El organismo presentó el martes un reporte sobre los grupos de autodefensa en Guerrero, un estado del sur donde detectó la presencia de esos grupos en 46 de los 81 municipios en un hecho que consideró preocupante porque refleja un vacío de poder de las autoridades y porque su existencia es contraria a la ley.

El presidente de la Comisión, Raúl Plascencia, dijo en rueda de prensa que a fines de 2012 se comenzó a ver un aumento de autodefensas, grupos de habitantes de comunidades que se arman para enfrentar por sí mismos la situación de violencia que viven, y que inicialmente tuvieron el apoyo de las propias autoridades estatales que les otorgaron financiamiento, uniformes y hasta vehículos.

El reporte, realizado a partir de visitas a varias comunidades del estado, señaló que en Guerrero existen al menos seis grupos de autodefensa identificados que cuentan con alrededor de 7.000 integrantes en total.

Aunque el informe se centró en Guerrero, Plascencia dijo que han detectado la presencia de grupos comunitarios de defensa en otros 10 de los 31 estados del país: Michoacán, Tabasco, Tlaxcala, Veracruz, Puebla, Oaxaca, Morelos, Hidalgo, Estado de México y Chiapas.

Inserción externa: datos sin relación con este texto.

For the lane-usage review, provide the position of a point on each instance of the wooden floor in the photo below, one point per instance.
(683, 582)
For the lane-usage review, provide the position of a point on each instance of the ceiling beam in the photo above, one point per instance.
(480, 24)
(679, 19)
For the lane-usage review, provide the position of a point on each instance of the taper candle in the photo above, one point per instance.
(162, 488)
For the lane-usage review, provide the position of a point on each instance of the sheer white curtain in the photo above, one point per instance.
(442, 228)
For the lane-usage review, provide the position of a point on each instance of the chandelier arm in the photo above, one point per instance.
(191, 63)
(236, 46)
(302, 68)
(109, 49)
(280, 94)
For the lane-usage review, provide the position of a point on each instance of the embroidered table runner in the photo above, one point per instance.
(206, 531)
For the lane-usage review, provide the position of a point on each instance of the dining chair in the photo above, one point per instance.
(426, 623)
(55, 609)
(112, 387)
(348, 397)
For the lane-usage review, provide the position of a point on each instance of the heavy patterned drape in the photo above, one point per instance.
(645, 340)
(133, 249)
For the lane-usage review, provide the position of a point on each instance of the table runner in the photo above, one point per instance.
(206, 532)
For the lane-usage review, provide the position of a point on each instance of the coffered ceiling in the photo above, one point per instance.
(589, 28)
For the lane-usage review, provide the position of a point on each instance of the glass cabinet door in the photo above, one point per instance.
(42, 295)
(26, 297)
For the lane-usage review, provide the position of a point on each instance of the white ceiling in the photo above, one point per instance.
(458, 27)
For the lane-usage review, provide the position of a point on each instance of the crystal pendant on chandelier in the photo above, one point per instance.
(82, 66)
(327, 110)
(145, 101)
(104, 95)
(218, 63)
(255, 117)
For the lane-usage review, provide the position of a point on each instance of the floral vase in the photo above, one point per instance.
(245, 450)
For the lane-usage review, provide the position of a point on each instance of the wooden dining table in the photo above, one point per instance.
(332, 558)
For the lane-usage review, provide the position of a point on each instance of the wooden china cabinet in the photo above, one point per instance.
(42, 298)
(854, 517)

Hasta ahora, sin embargo, los casos de Guerrero y Michoacán son los que han llamado la atención de las autoridades y la opinión pública debido a que en esos estados se han registrado enfrentamientos entre autodefensas y presuntos criminales, además de que han realizado detenciones.

En Guerrero, sin embargo, algunos de los grupos que la CNDH considera también autodefensas se autodenominan policías comunitarias, una figura aprobada por el estado que permite a los habitantes conformar ese tipo de fuerzas para apoyar a las autoridades en labores de seguridad.

Plascencia dijo, sin embargo, que algunos de esos grupos de policía comunitaria ya no actúan sólo como apoyo, sino que en lugares han asumido por completo la seguridad, algo que le compete tanto a municipios como al estado, algo que hacen los grupos de autodefensa.

"Cada grupo de autodefensa que surge y opera en determinado lugar... es una derrota para las autoridades al no ser capaces de imponer condiciones mínimas de seguridad", dijo Plascencia.

El informe refirió que la situación de violencia ha provocado el desplazamiento forzado de casi 2.200 personas por la situación de inseguridad.

Durante las visitas para elaborar el reporte, detalló Plascencia, habitantes relataron a personal de la comisión que los grupos de autodefensa surgieron en medio de una situación de violencia reflejada en secuestros, extorsiones y asesinatos.

Comentó que hubo personas que dijeron que criminales les pedían llevar a sus hijas a hoteles como pago de extorsiones y otros que señalaron que tras ir a denunciar llegaban a sus casas los mismos delincuentes para amenazarlos de muerte en caso de que continuaran el proceso.

El gobierno de Guerrero no ha emitido comentarios sobre el reporte.

Un caso que ha atraído la atención en las últimas semanas es el de Nestora Salgado, líder de un grupo que se asume como policía comunitaria en la comunidad de Olinalá, y quien fue detenida bajo cargos de secuestro.

Salgado, que es ciudadana estadounidense, y su familia consideran que su detención es un asunto político.

Plascencia informó que la CNDH prepara un reporte sobre el caso específico de Salgado, aunque dijo que el gobierno de Guerrero apoyó en un primer momento a su grupo, con lo cual se alentó la formación de esas agrupaciones.